Kondisi yang dirasakan oleh mereka memang benar adanya. Saya tiba di depan Kampung Kolong sekitar pukul 13.30 WIB. Di sana, terdapat sekumpulan orang dengan pakaian organisasi masyarakat (ormas) Laskar Merah Putih.
Mereka berjaga di pos yang jaraknya sebelah pintu masuk Kampung Kolong. Ketika ingin masuk, saya dan beberapa awak media sempat dilarang masuk. Namun setelah negosiasi akhirnya diizinkan, namun hanya sebentar untuk keperluan mengambil gambar.
Saya pun mencoba masuk melalui sela-sela tembok beton pembatas jalan raya dengan Kampung Kolong yang hanya muat dilewati oleh satu orang saja. Setelah berjalan lima meter, terlihat sebuah lubang yang cukup besar yang merupakan pintu masuk Kampung Kolong.
Ketika masuk ke dalam, saya harus membungkuk melewati lorong. Jalan setapak demi setapak sekitar 10 meter untuk masuk ke dalam. Di dalam lorong itu, kondisinya begitu pengap dan minim oksigen. Bahkan gelap.
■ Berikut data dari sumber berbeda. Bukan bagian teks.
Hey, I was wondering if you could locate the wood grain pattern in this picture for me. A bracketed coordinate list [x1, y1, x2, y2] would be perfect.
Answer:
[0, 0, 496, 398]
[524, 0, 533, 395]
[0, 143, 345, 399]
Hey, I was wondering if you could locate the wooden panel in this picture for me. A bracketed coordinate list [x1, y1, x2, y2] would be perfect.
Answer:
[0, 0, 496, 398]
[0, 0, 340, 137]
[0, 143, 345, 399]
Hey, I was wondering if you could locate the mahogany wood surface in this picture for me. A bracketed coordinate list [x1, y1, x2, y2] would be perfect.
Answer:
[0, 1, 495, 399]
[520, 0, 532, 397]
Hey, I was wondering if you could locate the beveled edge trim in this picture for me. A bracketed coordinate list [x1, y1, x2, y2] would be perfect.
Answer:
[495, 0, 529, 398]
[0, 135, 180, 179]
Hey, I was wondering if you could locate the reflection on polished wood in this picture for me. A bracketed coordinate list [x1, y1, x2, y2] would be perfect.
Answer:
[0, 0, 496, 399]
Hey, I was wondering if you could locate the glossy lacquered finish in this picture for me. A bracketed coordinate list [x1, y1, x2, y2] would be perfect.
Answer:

Setelah melewati lorong, saya tiba di jalan setapak warga yang lokasinya berada di tengah-tengah Kolong Tol Angke. Ketika saya ingin meminta izin untuk wawancara, salah satu warga mengimbau agar meminta izin kepada Kepala Sekolah Domba Kolong, Indah terlebih dahulu.
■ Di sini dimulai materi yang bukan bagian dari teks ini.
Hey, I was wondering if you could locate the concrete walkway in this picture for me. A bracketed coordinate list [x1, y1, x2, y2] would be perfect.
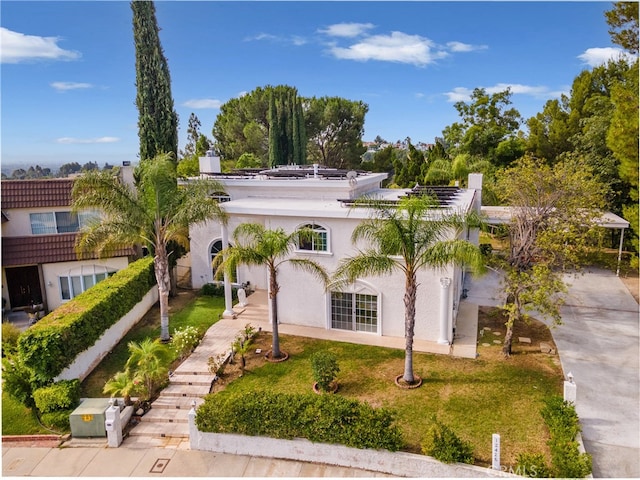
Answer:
[465, 267, 640, 478]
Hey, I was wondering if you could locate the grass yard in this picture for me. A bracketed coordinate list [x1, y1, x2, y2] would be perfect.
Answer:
[1, 391, 51, 435]
[81, 289, 224, 398]
[208, 308, 563, 468]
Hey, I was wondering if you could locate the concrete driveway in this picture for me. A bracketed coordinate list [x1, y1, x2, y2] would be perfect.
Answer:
[466, 267, 639, 478]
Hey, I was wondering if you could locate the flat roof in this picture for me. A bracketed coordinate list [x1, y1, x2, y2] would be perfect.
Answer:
[481, 206, 630, 229]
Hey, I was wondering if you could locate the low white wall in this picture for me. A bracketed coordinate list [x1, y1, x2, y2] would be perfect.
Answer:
[187, 410, 503, 478]
[55, 287, 159, 382]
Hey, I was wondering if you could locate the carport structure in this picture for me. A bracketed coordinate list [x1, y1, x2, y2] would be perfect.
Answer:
[481, 206, 630, 275]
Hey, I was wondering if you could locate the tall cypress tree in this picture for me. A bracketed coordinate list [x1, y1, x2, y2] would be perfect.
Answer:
[267, 86, 306, 167]
[132, 1, 178, 162]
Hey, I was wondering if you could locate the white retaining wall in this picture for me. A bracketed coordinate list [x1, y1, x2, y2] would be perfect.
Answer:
[187, 409, 510, 478]
[55, 287, 159, 382]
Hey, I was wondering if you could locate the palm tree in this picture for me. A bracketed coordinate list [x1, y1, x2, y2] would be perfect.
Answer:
[72, 153, 228, 342]
[334, 196, 485, 385]
[213, 223, 329, 359]
[126, 338, 171, 401]
[103, 370, 135, 406]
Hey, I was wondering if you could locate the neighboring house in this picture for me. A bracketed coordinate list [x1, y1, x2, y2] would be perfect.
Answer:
[187, 155, 483, 347]
[1, 178, 134, 313]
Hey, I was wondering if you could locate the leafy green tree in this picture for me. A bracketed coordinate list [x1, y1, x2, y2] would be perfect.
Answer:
[132, 0, 178, 162]
[235, 152, 263, 169]
[525, 96, 573, 162]
[443, 87, 521, 164]
[495, 155, 607, 356]
[334, 197, 485, 384]
[607, 60, 639, 262]
[213, 224, 329, 359]
[605, 1, 639, 54]
[394, 140, 426, 187]
[126, 338, 171, 401]
[58, 162, 82, 177]
[177, 113, 212, 177]
[305, 96, 368, 169]
[72, 153, 228, 342]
Ketika dihubungi untuk meminta izin, Indah tengah ada giat. "Saya lagi rapat dengan Pak Walikota. Izin nanti ya," kata Indah kepada Tirto, Selasa (20/6/2023).
Sambil menunggu kabar, saya pun menyusuri Kampung Kolong hingga ujung yang jaraknya sekitar 150 meter. Jalannya beralaskan aspal yang sudah pecah-pecah. Di pinggir jalan terdapat selokan untuk sanitasi. Saya mencium aroma yang tak sedap.
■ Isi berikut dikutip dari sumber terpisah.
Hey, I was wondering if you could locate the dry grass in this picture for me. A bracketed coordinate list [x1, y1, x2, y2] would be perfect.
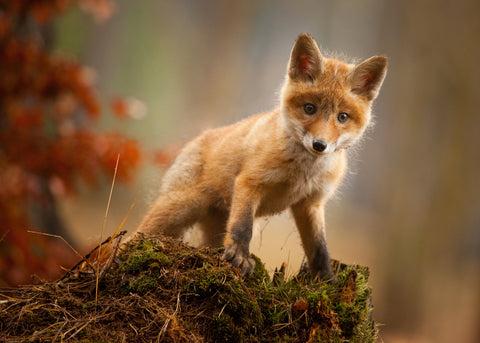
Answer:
[0, 234, 378, 342]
Sebelahan kanan dan kiri tampak pemukiman warga yang tinggal di kolong jalan tol. Rata-rata rumahnya berbahan kayu bak rumah bedeng. Beberapa saja menggunakan semen. Di sebelah kiri, terdapat Sekolah Domba Kolong dan Masjid Al-Alaq. Tepat di atas masjid, terlihat pelang Tol Angke bertuliskan Km 17.
Untuk kebutuhan air sehari-hari, mereka menimba dari sumur yang dibor. Sementara itu untuk listriknya, mereka tak menjelaskan secara rinci.
Jika dilihat memang tampak miris. Di tengah kemegahan Jakarta sebagai ibu kota, dan menyambut HUT ke-496, terdapat pemukiman warga yang jauh dari kata layak.
Alasan Warga Halangi Media
Rian, salah satu warga bersama ormas Laskar Merah Putih yang menghalangi awak media mengaku meminta maaf atas perbuatannya. Ia mengaku hanya menjalankan tugas.
Alasannya melakukan penggalangan lantaran warga Kampung Kolong takut akan dilakukan penggusuran ketika beritanya terus diangkat oleh media.
“Kami menjalankan tugas kami. Anda pun menjalankan tugas abang. Jadi mohon maaf sebesar-besarnya. Jadi jangan kita besar-besarkan lah, nggak ada hasilnya gitu. Jalankan apa kehidupan kita masing-masing aja," kata Rian kepada awak media di lokasi, Selasa (20/6).
Dirinya berharap agar jangan sampai dilakukan penggusuran di Kampung Kolong. Sebab, baru mendengar isunya saja warga sudah ketakutan.
Ia juga mengimbau kepada donatur hingga artis yang mau membantu warga kampung kolong agar tidak perlu diekspos ke media sosial. Sebab sekali lagi, jika terekspose dan dibesarkan, Kampung Kolong berada dalam ancaman penggusuran.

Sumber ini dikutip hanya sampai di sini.